WASHINGTON (CN) — Roger Stone, a longtime friend and ally of President Donald Trump, was sentenced Thursday to three years and four months in prison, but speculation that the president may hand the self-proclaimed “dirty trickster” a get-out-of-jail-free card will keep the case rooted in the national spotlight.
The sentence handed down just after noon by U.S. District Judge Amy Berman Jackson aligns with the terms made more lenient with input from Justice Department higher-ups. Though prosecutors had originally recommended that Stone serve seven to nine years in prison, President Donald Trump slammed that filing as a “miscarriage of justice,” and less than 24 hours later the U.S. Attorney's Office updated its suggestion to three to four years.
With a not-so-veiled rebuke of the president, Jackson on Thursday said “entirely inappropriate” comments from longtime allies of the defendant cannot influence the court.
Sending a clear message that echoed closing arguments delivered by the prosecution at trial, Jackson affirmed that, in the face of Stone's false testimony to Congress: “The truth still exists. The truth still matters.”
To turn a blind eye to Stone’s crimes, Jackson warned, would cripple the justice system: It would not be a victory for one party — rather, “everyone loses.”
“For that reason the dismay and disgust at the defendant’s belligerence should transcend party,” the judge said.

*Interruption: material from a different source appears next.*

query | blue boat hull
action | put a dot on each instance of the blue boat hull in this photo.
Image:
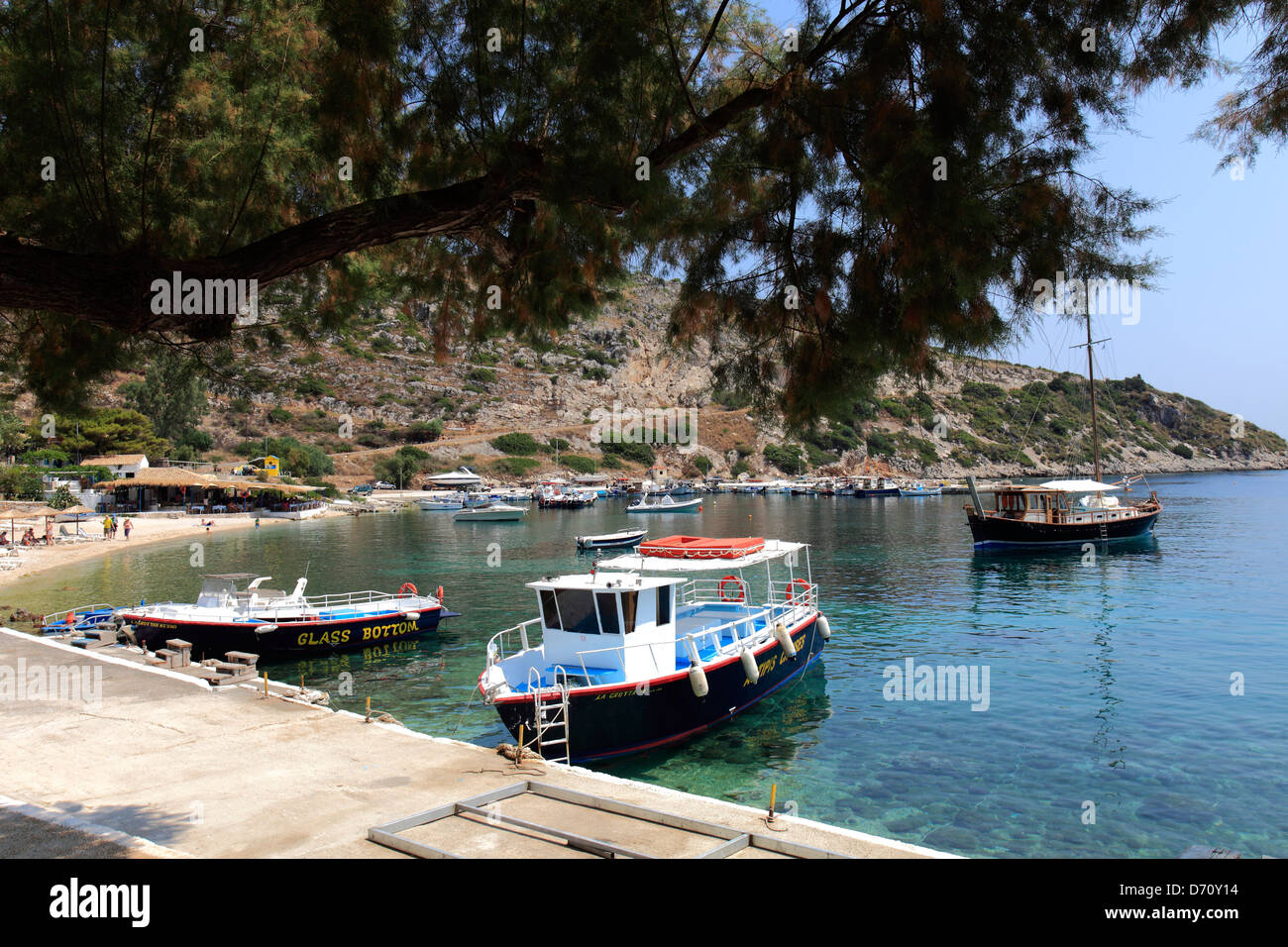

Jackson also broke her silence on the direct attacks Trump leveled against her over Twitter last week.
“Unsurprisingly I have a lot to say,” the judge said.
Stone’s supporters, the president among them, have been outspoken in claiming that the defendant's political activities triggered his investigation by the Justice Department. But Jackson rejected this argument. “It arose because Roger Stone characteristically injected himself smack into the middle of one of the most significant issues of the day,” she said.
Wearing a black pinstriped suit with a light blue shirt, Stone stood at the court lectern and did not react as Jackson read his sentence. Stone must pay a $20,000 fine and faces two years of probation after his release from prison. As they braced for the judgment, Stone's daughter put her arms around Stone's wife in the first row of the courtroom.
The newly assigned assistant U.S. attorney on the case, John Crabb, told the judge it was the recommendation of the Justice Department that she sentence Stone to "a substantial period of incarceration."
“This prosecution was, and this prosecution is, righteous,” Crabb assured her.
All four federal prosecutors who brought the case to trial withdrew from the legal proceedings Feb. 11 amid reports that the Justice Department planned to reverse their sentence recommendation filed a day earlier. The exits included one prosecutor stepping down from his special assignment in Washington and another resigning as an assistant U.S. attorney.
Strongly rebuking the Justice Department for the shakeup, Judge Jackson told Crabb that she worried that he knew less about the case on record than just about everyone else in the courtroom.
The prosecutor apologized to the judge for the confusion and explained that there was a “miscommunication” between the U.S. attorney for the District of Columbia and Attorney General Bill Barr.
"There is nothing in bad faith about what was done with the original trial team here,” Crabb told the judge.